The almost one-week blockade of the Suez Canal by the problem pot “Ever Given” can result in heavy costs for the insurance industry through a long chain of billions in claims for damages.
According to Allianz in Munich, a whole range of different damage reports and claims are conceivable that could affect the insurance industry.
Claims in the three-digit million range?
Régis Broudin, the manager of the Allianz subsidiary AGCS, who is responsible for marine damage reports, writes that the high cost drivers include the possible claims of the canal operator and the claims of the many ships that were stuck in the canal for days.
But: “For the AGCS it is not yet possible to foresee whether and to what extent we will be affected by the damage caused by this incident,” said a spokeswoman for the company in Munich.
The rating agency Fitch assumes that in the end the reinsurers – i.e. the companies with which insurance companies insure themselves – could accumulate claims in the three-digit million range worldwide.
According to Fitch, however, reinsurance companies can cope with the financial consequences well, among other things because, according to the rating agency, rising prices in reinsurance will be a consequence of the traffic jam.
How are the pots usually insured?
Freight ships are usually insured against liability through so-called “Protection & Indemnity Clubs”. These are mergers of several insurers who share the risks.
According to reports in the trade press, this is the British UK P&I Club for “Ever Given”, which has not yet published a loss estimate.
Who pays for the damage to the sewer?
According to various reports, over 300 ships were stuck in traffic at both ends of the canal. In addition, several shipping companies have already diverted large ships onto the much longer sea route around southern Africa. These ships will also reach Europe and Asia with a delay.
Luck in misfortune: the cargo ship “Ever Given”, which was towed free on Monday and transports 20,000 containers, is insured.
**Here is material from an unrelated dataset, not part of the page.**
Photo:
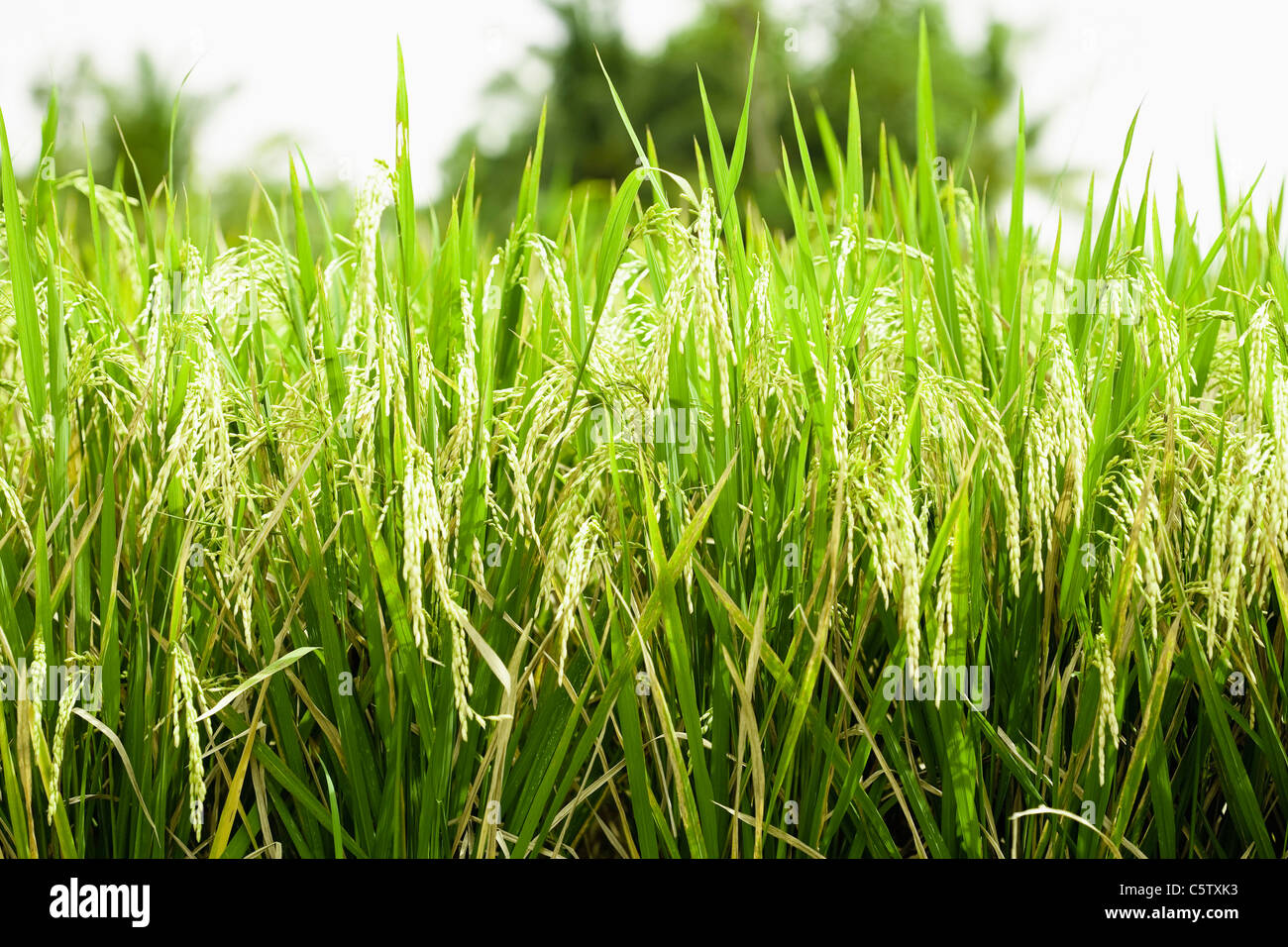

It is currently being checked whether the hull and machines have been damaged.
The canal authority Suez Port Authority could, according to Allianz, under certain circumstances file claims for damages due to damage to the canal and lost revenue.
Apart from the many different parties involved in the shipping industry, damage reports can also be made by companies who have sent goods and products via one of the delayed ships – or are now waiting as recipients for delayed deliveries.
If there are business interruptions in factories because parts necessary for production are missing, this can also result in damage reports.
Supply chains still under pressure for weeks
Despite the end of the Suez Canal blockade, the German chemical and pharmaceutical industry is warning of long consequences for trade. The normalization of traffic to and from Asia will proceed only slowly.
“The supply chains were already under pressure before the event and will remain so for several weeks, also because the existing bottleneck in containers is initially increasing due to the backlog in front of the canal,” said Henrik Meincke, chief economist of the VCI industry association
The Suez Canal is of great importance for the German economy. This also applies to the chemical industry with around 464,000 employees in this country: around 16 percent of chemical imports from Asia come by ship through the Suez Canal. At the same time, 18 percent of chemical exports go through the waterways to Asia. According to VCI, these include chemical products such as industrial gases, fertilizers, paints, plastics, man-made fibers, pesticides and adhesives.